I will give two specific examples:
1. Linear regression with polynomial model
The model is:
$y= a_0 + a_1 x + a_2x^2+\ldots +a_nx^n$
This model is able to fit exactly any consistent dataset of $n$ training samples. Consistent means there are no two samples with the same $x$ but different $y$.
This means that if the number of parameters is greater or equal to the number of training samples, you are guaranteed to overfit.

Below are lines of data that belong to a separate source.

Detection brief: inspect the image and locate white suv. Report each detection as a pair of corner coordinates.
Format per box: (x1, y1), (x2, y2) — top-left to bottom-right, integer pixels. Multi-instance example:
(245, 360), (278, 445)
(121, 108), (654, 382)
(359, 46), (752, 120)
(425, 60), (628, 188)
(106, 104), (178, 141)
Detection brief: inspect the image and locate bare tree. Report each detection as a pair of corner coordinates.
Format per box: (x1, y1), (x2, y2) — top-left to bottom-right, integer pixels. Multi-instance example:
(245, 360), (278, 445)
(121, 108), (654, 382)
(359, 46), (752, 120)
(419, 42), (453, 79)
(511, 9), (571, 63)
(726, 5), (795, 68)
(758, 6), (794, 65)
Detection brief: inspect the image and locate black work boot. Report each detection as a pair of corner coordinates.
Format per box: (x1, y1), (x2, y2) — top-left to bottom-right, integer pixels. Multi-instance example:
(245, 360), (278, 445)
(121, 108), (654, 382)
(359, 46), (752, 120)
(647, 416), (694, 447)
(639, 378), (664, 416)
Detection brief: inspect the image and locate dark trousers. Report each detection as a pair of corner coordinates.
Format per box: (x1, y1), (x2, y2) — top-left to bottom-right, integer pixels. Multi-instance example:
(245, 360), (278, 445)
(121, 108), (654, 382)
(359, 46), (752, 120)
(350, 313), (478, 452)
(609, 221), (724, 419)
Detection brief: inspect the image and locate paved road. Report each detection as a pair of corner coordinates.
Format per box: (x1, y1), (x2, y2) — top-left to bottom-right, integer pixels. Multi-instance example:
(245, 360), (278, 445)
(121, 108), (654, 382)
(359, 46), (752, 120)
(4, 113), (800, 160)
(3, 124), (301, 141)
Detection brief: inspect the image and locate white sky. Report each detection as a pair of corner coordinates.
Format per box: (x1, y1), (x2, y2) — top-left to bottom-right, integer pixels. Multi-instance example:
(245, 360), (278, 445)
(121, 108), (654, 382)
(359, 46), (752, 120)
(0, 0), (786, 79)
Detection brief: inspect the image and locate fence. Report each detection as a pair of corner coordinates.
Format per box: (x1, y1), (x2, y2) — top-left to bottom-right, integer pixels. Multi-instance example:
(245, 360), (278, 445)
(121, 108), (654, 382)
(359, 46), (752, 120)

However, if the data was generated by a polynomial of degree $m, m<n$, certain level of overfitting will also happen whenever the model polynomial has degree in the range $k, m<k<n$, even though it will not be able to fit the data perfectly.
2. Neural networks
Zhang et al. (2017) in their paper Understanding deep learning requires generalization show that a simple two-layer neural network with $2n+d$ parameters is capable of perfectly fitting any dataset of $n$ samples of dimension $d$.
However, note that while commonly used neural networks have much more than $2n+d$ parameters, they do not necessarily overfit: The minimum of the loss function (which corresponds to modeling the noise on the training data) cannot be found in practice, and there are many well-studied regularization methods (early stopping, to give an example) that prevent overfitting. Moreover, the mentioned paper also includes an interesting discussion about yet not understood properties of deep neural networks, which prevent overfitting.